No, but your mother may be required to report this transaction to the IRS as a taxable gift to you. Generally, a taxable gift is any property transferred for less than adequate and full consideration.
Generally, an individual must file a gift tax return (Form 709, United States Gift (and Generation-Skipping Transfer) Tax Return) for the year of the gift, if any of the following apply:
- The individual gave gifts to at least one person (other than his or her spouse) that are more than the annual exclusion amount for the year. The annual exclusion amount for 2019 and 2020 is $15,000.
- The individual and his or her spouse are splitting all gifts made by each other during the calendar year. An individual may make a gift of the individual’s own property but treat the gift as having been made half by the individual and half by his or her spouse for Federal gift tax purposes, but only if both the individual and his or her spouse file a gift tax return (Form 709) consenting to this treatment for all gifts made during the calendar year. See Instructions for Form 709 for exceptions to consenting spouse’s filing requirements.

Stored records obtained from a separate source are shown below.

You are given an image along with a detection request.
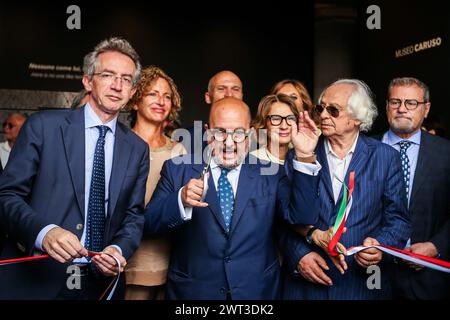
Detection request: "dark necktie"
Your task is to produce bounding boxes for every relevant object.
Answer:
[85,126,109,252]
[398,140,411,198]
[218,168,234,232]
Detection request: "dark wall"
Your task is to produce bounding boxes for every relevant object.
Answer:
[0,1,313,126]
[358,0,450,136]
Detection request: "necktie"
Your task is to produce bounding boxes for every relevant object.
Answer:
[218,168,234,232]
[85,126,109,252]
[398,140,411,198]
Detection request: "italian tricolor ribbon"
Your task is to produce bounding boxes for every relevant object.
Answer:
[328,171,450,273]
[328,171,355,257]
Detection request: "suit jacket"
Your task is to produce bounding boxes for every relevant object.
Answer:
[281,134,410,299]
[386,131,450,299]
[145,155,318,300]
[0,108,149,299]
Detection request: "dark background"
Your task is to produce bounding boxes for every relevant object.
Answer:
[0,0,450,138]
[357,0,450,136]
[0,1,314,126]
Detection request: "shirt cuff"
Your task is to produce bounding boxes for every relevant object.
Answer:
[106,244,123,256]
[293,159,322,176]
[178,187,192,221]
[34,224,57,251]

- The individual gave someone (other than his or her spouse) a gift of a future interest that the donee cannot actually possess, enjoy, or receive income from until some time in the future.
- The individual gave his or her spouse an interest in property that will end by some future event.
Note: If any of the above conditions apply, that individual must file a gift tax return (Form 709) even if a gift tax is not payable. See the Instructions for Form 709 and Publication 559, Survivors, Executors, and Administrators for additional information on gifts.